День за днем баррикады держались. Робин удивлялся, что они не рассыпались под тяжестью почти непрерывного пушечного огня, но Абель был уверен, что они простоят бесконечно долго, если только они будут находить новые материалы для укрепления поврежденных участков.

Это потому, что мы построили их в форме буквы V, – объяснил он. Пушечные ядра попадают в выступ, который только плотнее упаковывает материалы».

Робин был настроен скептически. «Но они не могут держаться вечно».

«Нет, возможно, нет».

А что произойдет, когда они прорвутся сквозь них? спросил Робин. Вы убежите? Или останетесь и будете сражаться?

Абель на мгновение замолчал. Потом он сказал: «На французских баррикадах революционеры подходили к солдатам с распахнутыми рубашками и кричали, чтобы они стреляли, если осмелятся».

«Правда?

«Иногда. Иногда они пристреливали их на месте. Но в других случаях – ну, подумайте об этом. Вы смотрите кому-то в глаза. Они примерно твоего возраста или моложе. Из того же города. Возможно, из того же района. Возможно, вы знаете их, или видите в их лице кого-то, кого вы могли бы знать. Вы бы нажали на курок?

«Думаю, нет», – признал Робин, хотя маленький голосок в его сознании шептал, что Летти это сделала.

У совести каждого солдата есть предел», – сказал Абель. Полагаю, они попытаются нас арестовать. Но стрелять в горожан? Устраивать резню? Я не уверен. Но мы заставим их разделиться. Посмотрим, что будет».

Скоро все закончится. Они пытались успокоить себя ночью, когда смотрели на город, видели яркий свет факелов и пушечный огонь. Им оставалось только продержаться до субботы. Парламент не мог продержаться дольше, чем они. Они не могли допустить падения Вестминстерского моста.

Затем, всегда, странное, предварительное представление о том, как может выглядеть прекращение огня. Должны ли они составить договор с условиями амнистии? Юсуф взял это на себя, составив договор, который спасал их от виселицы. Когда башня возобновит нормальное функционирование, будут ли они в ней участвовать? Как выглядела стипендия в эпоху после империи, когда они знали, что серебряные запасы Британии сойдут на нет? Раньше они никогда не задумывались над этими вопросами, но теперь, когда исход этой забастовки был на волоске от гибели, единственным утешением для них было предсказание будущего в таких деталях, что оно казалось возможным.

Но Робин не мог заставить себя попробовать. Он не мог выносить эти разговоры; он уходил от них всякий раз, когда они возникали.

Не было будущего без Рами, без Гриффина, без Энтони, Кэти, Илзе и Вимала. Насколько он понимал, время остановилось, когда пуля Летти покинула патронник. Теперь оставались только последствия. То, что произошло после, должен был переживать кто-то другой.
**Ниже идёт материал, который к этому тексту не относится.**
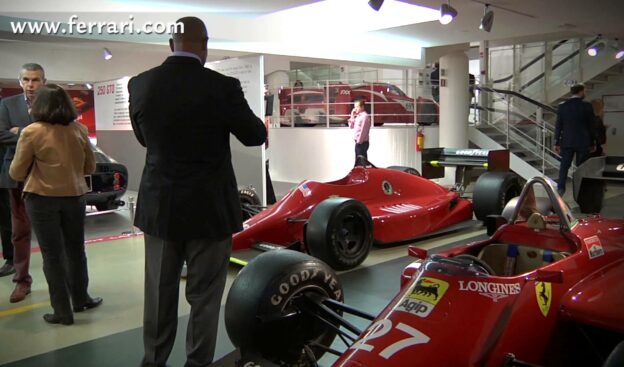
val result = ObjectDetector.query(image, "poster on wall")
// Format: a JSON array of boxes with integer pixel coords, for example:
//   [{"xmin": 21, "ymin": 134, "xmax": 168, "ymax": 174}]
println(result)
[
  {"xmin": 2, "ymin": 88, "xmax": 95, "ymax": 138},
  {"xmin": 206, "ymin": 56, "xmax": 266, "ymax": 205},
  {"xmin": 93, "ymin": 77, "xmax": 132, "ymax": 131}
]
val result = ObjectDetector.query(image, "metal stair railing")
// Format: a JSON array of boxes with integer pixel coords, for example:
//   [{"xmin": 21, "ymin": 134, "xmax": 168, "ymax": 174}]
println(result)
[
  {"xmin": 492, "ymin": 36, "xmax": 600, "ymax": 102},
  {"xmin": 475, "ymin": 86, "xmax": 571, "ymax": 175}
]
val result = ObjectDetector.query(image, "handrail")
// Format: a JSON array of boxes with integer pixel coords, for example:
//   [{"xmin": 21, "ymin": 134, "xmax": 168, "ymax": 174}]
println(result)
[
  {"xmin": 492, "ymin": 40, "xmax": 568, "ymax": 83},
  {"xmin": 519, "ymin": 36, "xmax": 600, "ymax": 92},
  {"xmin": 475, "ymin": 85, "xmax": 557, "ymax": 113}
]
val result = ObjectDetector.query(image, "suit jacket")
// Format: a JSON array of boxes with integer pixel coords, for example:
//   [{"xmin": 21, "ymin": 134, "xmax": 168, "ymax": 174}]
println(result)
[
  {"xmin": 128, "ymin": 56, "xmax": 267, "ymax": 241},
  {"xmin": 555, "ymin": 98, "xmax": 596, "ymax": 148},
  {"xmin": 0, "ymin": 94, "xmax": 32, "ymax": 188},
  {"xmin": 9, "ymin": 122, "xmax": 95, "ymax": 197}
]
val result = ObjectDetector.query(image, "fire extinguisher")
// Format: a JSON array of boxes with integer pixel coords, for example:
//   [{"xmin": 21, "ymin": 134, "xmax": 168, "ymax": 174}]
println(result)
[{"xmin": 416, "ymin": 127, "xmax": 425, "ymax": 152}]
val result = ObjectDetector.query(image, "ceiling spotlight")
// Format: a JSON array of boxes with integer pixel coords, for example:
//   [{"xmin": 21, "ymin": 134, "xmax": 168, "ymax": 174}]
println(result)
[
  {"xmin": 440, "ymin": 1, "xmax": 457, "ymax": 24},
  {"xmin": 479, "ymin": 4, "xmax": 494, "ymax": 32},
  {"xmin": 587, "ymin": 42, "xmax": 604, "ymax": 56},
  {"xmin": 102, "ymin": 47, "xmax": 113, "ymax": 60},
  {"xmin": 368, "ymin": 0, "xmax": 383, "ymax": 11}
]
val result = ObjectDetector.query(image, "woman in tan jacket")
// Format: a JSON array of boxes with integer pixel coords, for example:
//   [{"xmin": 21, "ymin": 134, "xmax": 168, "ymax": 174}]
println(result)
[{"xmin": 9, "ymin": 84, "xmax": 102, "ymax": 325}]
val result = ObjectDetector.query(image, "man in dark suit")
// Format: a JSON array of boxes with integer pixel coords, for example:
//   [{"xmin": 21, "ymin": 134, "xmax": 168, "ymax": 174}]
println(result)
[
  {"xmin": 0, "ymin": 63, "xmax": 45, "ymax": 303},
  {"xmin": 128, "ymin": 17, "xmax": 267, "ymax": 366},
  {"xmin": 555, "ymin": 84, "xmax": 596, "ymax": 195}
]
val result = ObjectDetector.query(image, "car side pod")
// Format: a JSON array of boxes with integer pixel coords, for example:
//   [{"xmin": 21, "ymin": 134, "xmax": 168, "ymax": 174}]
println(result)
[
  {"xmin": 483, "ymin": 215, "xmax": 507, "ymax": 236},
  {"xmin": 526, "ymin": 269, "xmax": 563, "ymax": 284}
]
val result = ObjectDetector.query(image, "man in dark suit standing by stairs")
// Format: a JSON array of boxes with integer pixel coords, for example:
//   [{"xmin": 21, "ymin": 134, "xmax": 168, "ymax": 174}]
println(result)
[{"xmin": 555, "ymin": 84, "xmax": 596, "ymax": 195}]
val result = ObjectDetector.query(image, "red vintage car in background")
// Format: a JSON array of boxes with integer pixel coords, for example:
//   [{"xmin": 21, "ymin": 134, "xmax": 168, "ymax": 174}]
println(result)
[
  {"xmin": 225, "ymin": 178, "xmax": 624, "ymax": 367},
  {"xmin": 278, "ymin": 83, "xmax": 439, "ymax": 126}
]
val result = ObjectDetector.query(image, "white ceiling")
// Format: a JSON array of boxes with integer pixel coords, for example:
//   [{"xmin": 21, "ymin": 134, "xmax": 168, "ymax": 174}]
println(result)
[{"xmin": 0, "ymin": 0, "xmax": 624, "ymax": 63}]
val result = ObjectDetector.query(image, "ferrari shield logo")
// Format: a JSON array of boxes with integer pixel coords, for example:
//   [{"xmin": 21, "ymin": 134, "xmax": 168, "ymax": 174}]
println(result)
[
  {"xmin": 535, "ymin": 282, "xmax": 552, "ymax": 316},
  {"xmin": 409, "ymin": 277, "xmax": 448, "ymax": 306}
]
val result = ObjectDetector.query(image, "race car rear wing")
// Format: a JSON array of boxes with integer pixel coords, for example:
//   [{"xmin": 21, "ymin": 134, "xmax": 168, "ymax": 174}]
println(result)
[
  {"xmin": 422, "ymin": 148, "xmax": 509, "ymax": 178},
  {"xmin": 572, "ymin": 157, "xmax": 624, "ymax": 213}
]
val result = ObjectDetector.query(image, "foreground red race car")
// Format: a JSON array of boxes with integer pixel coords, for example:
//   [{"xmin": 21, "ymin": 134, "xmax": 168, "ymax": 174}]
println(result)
[
  {"xmin": 233, "ymin": 157, "xmax": 520, "ymax": 270},
  {"xmin": 225, "ymin": 178, "xmax": 624, "ymax": 367}
]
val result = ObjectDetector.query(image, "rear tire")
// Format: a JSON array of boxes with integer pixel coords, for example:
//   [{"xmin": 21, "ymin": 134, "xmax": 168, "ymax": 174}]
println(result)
[
  {"xmin": 602, "ymin": 340, "xmax": 624, "ymax": 367},
  {"xmin": 225, "ymin": 250, "xmax": 343, "ymax": 366},
  {"xmin": 305, "ymin": 198, "xmax": 373, "ymax": 270},
  {"xmin": 472, "ymin": 172, "xmax": 522, "ymax": 220}
]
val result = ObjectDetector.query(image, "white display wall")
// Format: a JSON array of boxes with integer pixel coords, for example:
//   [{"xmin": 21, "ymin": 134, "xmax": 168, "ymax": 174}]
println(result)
[{"xmin": 267, "ymin": 126, "xmax": 438, "ymax": 184}]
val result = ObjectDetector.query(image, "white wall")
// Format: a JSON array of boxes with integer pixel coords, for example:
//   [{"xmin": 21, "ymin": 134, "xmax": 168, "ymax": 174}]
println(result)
[
  {"xmin": 268, "ymin": 126, "xmax": 438, "ymax": 183},
  {"xmin": 0, "ymin": 41, "xmax": 170, "ymax": 82}
]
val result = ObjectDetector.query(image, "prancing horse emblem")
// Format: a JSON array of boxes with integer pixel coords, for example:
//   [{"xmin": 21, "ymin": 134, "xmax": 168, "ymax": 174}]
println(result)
[
  {"xmin": 414, "ymin": 279, "xmax": 440, "ymax": 300},
  {"xmin": 535, "ymin": 282, "xmax": 552, "ymax": 316}
]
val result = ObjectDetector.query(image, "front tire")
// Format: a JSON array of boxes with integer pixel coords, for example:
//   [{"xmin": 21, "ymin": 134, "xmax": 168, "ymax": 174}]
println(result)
[
  {"xmin": 225, "ymin": 250, "xmax": 343, "ymax": 365},
  {"xmin": 305, "ymin": 198, "xmax": 373, "ymax": 270},
  {"xmin": 472, "ymin": 172, "xmax": 522, "ymax": 220}
]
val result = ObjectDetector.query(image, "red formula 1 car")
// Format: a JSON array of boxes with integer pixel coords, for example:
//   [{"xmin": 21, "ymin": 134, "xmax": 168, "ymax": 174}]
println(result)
[
  {"xmin": 225, "ymin": 178, "xmax": 624, "ymax": 367},
  {"xmin": 233, "ymin": 158, "xmax": 520, "ymax": 270}
]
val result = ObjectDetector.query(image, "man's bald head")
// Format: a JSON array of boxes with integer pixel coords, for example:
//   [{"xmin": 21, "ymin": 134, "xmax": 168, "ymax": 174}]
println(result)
[{"xmin": 169, "ymin": 17, "xmax": 208, "ymax": 63}]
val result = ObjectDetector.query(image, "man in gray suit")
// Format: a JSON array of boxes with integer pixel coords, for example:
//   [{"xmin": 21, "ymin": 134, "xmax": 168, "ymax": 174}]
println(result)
[
  {"xmin": 0, "ymin": 63, "xmax": 45, "ymax": 303},
  {"xmin": 128, "ymin": 17, "xmax": 267, "ymax": 367}
]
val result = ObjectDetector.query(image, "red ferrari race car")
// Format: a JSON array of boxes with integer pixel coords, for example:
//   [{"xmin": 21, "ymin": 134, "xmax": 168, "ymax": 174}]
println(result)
[
  {"xmin": 225, "ymin": 178, "xmax": 624, "ymax": 367},
  {"xmin": 232, "ymin": 153, "xmax": 521, "ymax": 270}
]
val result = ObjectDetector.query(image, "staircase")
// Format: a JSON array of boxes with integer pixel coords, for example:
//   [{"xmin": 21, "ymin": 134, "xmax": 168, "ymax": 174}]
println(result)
[{"xmin": 469, "ymin": 37, "xmax": 624, "ymax": 180}]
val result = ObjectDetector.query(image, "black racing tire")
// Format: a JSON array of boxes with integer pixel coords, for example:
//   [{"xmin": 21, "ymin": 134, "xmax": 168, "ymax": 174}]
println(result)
[
  {"xmin": 238, "ymin": 188, "xmax": 262, "ymax": 220},
  {"xmin": 472, "ymin": 172, "xmax": 522, "ymax": 220},
  {"xmin": 602, "ymin": 340, "xmax": 624, "ymax": 367},
  {"xmin": 388, "ymin": 166, "xmax": 422, "ymax": 176},
  {"xmin": 305, "ymin": 198, "xmax": 374, "ymax": 270},
  {"xmin": 225, "ymin": 250, "xmax": 343, "ymax": 366},
  {"xmin": 576, "ymin": 178, "xmax": 605, "ymax": 214}
]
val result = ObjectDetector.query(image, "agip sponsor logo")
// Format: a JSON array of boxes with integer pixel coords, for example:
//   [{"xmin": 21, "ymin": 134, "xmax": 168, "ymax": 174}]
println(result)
[
  {"xmin": 535, "ymin": 282, "xmax": 552, "ymax": 317},
  {"xmin": 459, "ymin": 280, "xmax": 521, "ymax": 302},
  {"xmin": 397, "ymin": 277, "xmax": 449, "ymax": 318}
]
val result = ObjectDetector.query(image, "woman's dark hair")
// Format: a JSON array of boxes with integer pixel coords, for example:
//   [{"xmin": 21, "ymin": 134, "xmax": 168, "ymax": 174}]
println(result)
[{"xmin": 30, "ymin": 84, "xmax": 78, "ymax": 125}]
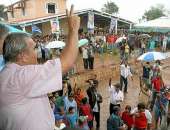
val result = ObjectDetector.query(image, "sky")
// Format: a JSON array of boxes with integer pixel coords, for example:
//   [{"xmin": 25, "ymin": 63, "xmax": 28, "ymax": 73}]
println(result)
[{"xmin": 0, "ymin": 0, "xmax": 170, "ymax": 22}]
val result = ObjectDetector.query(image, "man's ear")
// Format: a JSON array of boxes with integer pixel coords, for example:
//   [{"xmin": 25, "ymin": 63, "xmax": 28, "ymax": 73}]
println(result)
[{"xmin": 17, "ymin": 52, "xmax": 27, "ymax": 64}]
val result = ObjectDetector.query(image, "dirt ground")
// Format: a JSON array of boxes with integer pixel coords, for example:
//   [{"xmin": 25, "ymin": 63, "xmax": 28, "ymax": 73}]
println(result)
[{"xmin": 71, "ymin": 51, "xmax": 170, "ymax": 130}]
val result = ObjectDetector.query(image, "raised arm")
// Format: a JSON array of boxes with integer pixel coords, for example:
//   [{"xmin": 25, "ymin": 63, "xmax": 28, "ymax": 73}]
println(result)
[{"xmin": 60, "ymin": 5, "xmax": 80, "ymax": 73}]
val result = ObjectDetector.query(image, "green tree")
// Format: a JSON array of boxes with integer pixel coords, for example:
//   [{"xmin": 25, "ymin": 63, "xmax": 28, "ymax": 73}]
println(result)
[
  {"xmin": 142, "ymin": 4, "xmax": 166, "ymax": 21},
  {"xmin": 0, "ymin": 5, "xmax": 7, "ymax": 20},
  {"xmin": 101, "ymin": 1, "xmax": 119, "ymax": 14}
]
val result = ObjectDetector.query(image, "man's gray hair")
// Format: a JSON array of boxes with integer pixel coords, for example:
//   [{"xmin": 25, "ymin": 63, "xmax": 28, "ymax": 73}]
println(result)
[
  {"xmin": 0, "ymin": 23, "xmax": 9, "ymax": 39},
  {"xmin": 3, "ymin": 33, "xmax": 30, "ymax": 63}
]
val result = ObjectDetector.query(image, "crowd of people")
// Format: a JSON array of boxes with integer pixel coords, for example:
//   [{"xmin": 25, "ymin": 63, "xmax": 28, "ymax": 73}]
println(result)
[
  {"xmin": 49, "ymin": 75, "xmax": 102, "ymax": 130},
  {"xmin": 0, "ymin": 4, "xmax": 169, "ymax": 130}
]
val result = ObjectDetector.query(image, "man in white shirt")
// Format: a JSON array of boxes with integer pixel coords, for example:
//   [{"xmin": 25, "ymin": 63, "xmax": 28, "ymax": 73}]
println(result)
[
  {"xmin": 109, "ymin": 83, "xmax": 124, "ymax": 115},
  {"xmin": 130, "ymin": 103, "xmax": 152, "ymax": 130},
  {"xmin": 120, "ymin": 62, "xmax": 133, "ymax": 93}
]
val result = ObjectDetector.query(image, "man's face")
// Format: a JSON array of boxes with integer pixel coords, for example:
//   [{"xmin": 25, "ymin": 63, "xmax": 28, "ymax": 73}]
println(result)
[{"xmin": 24, "ymin": 38, "xmax": 38, "ymax": 65}]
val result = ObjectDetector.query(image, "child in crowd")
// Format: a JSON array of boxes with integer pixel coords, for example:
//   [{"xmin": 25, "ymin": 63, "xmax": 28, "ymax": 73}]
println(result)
[
  {"xmin": 77, "ymin": 116, "xmax": 89, "ymax": 130},
  {"xmin": 66, "ymin": 107, "xmax": 78, "ymax": 128},
  {"xmin": 122, "ymin": 105, "xmax": 134, "ymax": 130},
  {"xmin": 80, "ymin": 97, "xmax": 93, "ymax": 130}
]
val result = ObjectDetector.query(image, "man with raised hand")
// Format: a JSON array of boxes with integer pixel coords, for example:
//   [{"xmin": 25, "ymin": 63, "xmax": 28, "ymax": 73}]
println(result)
[{"xmin": 0, "ymin": 6, "xmax": 80, "ymax": 130}]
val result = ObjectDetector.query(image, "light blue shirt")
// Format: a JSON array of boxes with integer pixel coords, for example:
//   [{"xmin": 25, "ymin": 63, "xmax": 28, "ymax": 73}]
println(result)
[{"xmin": 0, "ymin": 55, "xmax": 5, "ymax": 71}]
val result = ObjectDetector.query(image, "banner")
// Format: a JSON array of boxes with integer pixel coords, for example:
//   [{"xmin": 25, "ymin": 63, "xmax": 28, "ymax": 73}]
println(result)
[
  {"xmin": 51, "ymin": 18, "xmax": 60, "ymax": 33},
  {"xmin": 32, "ymin": 24, "xmax": 42, "ymax": 33},
  {"xmin": 109, "ymin": 17, "xmax": 116, "ymax": 33},
  {"xmin": 87, "ymin": 12, "xmax": 94, "ymax": 31}
]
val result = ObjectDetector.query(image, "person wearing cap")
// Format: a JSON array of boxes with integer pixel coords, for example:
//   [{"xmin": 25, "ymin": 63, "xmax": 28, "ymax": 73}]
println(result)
[{"xmin": 109, "ymin": 79, "xmax": 124, "ymax": 115}]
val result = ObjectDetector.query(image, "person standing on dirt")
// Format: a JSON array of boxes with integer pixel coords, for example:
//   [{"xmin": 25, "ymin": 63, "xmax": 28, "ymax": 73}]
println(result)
[
  {"xmin": 120, "ymin": 61, "xmax": 133, "ymax": 93},
  {"xmin": 109, "ymin": 79, "xmax": 124, "ymax": 115},
  {"xmin": 86, "ymin": 81, "xmax": 102, "ymax": 130}
]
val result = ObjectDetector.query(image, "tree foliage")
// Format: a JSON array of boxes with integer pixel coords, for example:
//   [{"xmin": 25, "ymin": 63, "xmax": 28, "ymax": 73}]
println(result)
[
  {"xmin": 101, "ymin": 1, "xmax": 119, "ymax": 14},
  {"xmin": 142, "ymin": 4, "xmax": 165, "ymax": 21}
]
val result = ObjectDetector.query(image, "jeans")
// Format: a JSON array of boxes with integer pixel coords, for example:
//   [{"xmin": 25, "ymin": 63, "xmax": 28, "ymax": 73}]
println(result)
[{"xmin": 93, "ymin": 111, "xmax": 100, "ymax": 128}]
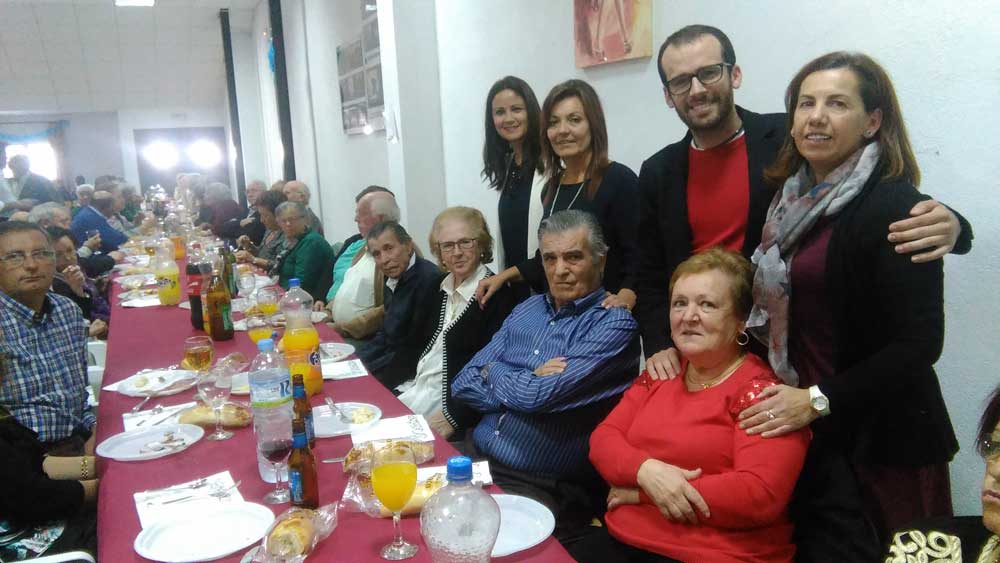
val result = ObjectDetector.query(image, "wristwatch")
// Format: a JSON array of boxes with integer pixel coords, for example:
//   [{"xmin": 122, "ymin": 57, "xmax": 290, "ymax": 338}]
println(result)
[{"xmin": 809, "ymin": 385, "xmax": 830, "ymax": 416}]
Робин хотел только, чтобы все это закончилось.

Виктория нашла его на крыше, прижавшего колени к груди и раскачивающегося взад-вперед под звуки выстрелов. Она присела рядом с ним. «Надоела юридическая терминология?»

«Это похоже на игру», – сказал он. «Это кажется смехотворным – и я знаю, что все это было смехотворным с самого начала, но это – разговор о том, что будет потом – кажется просто упражнением в фантазиях».

«Ты должен верить в то, что есть после», – пробормотала она. «Они верили.»

«Они были лучше нас.»

«Они были.» Она обхватила его руку. Но все равно все оказалось в наших руках, не так ли?